Fırat ,leylek bacaklı oğlanı sinirle kapıdan içeri savurdu. Bir sarhoşu getirebileceği en iyi yere getirmişti,su götürmez bir şekilde üstelik. Dünyanın en mantıklı eylemi zaten aile evine sarhoş bir magazin gülünü getirmek olabilirdi. Neden,kim yapmazdı ki ?

Uzay daha bir saat önce paparrazilerle kanlı bıçaklı halde tuvalet camı pencerelerinde gezindiği yetmiyormuş gibi üstüne üstelik Fırat'ın dudaklarına gömmüştü dudaklarını. Sarhoş oğlan aç bir iştahla Fırat'ı öpmeyi sürdürmüş,dahası daha fazlasını talep eden elleri Fırat'ın göğüs kafesi üzerinde hızla gezinmeye devam etmişti.

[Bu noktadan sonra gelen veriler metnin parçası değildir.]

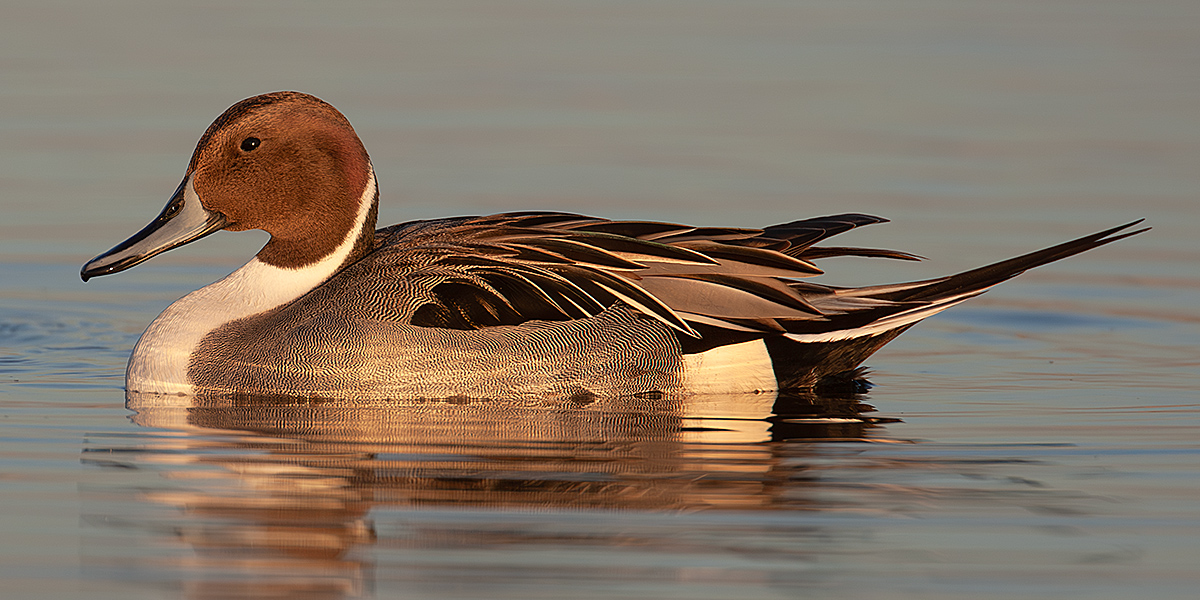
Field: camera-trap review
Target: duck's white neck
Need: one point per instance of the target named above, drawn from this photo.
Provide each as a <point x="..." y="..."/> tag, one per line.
<point x="160" y="360"/>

Fırat ise gülleyi sırtlayan Seyit Onbaşı gibi Uzay'ı sırtladığında kendisine gerçekten bir madalya verilmesi konusunda hemfikirdi.

Birincisi Fırat ,ibne değildi.

Ama ikinci şey kafa karıştırıcıydı zira bu pezevenk sağlam öpüşüyordu ve istemsizce Fırat'ın etkilenmesine neden oluyordu.İşte bu güce karşı koymak tıpkı gülle sırtlamak kadar direnç gerektiren bir histi ve bunu başarıyla tamamlayan Fırat hem kendinden tiksiniyor hem de kendisini başarılı buluyordu. Aslında tiksindiği şey Uzay değildi,tiksindiği şey bir erkek tarafından öpülmüş olmaktı. Ya da tuvalette öpüşmüş olmak..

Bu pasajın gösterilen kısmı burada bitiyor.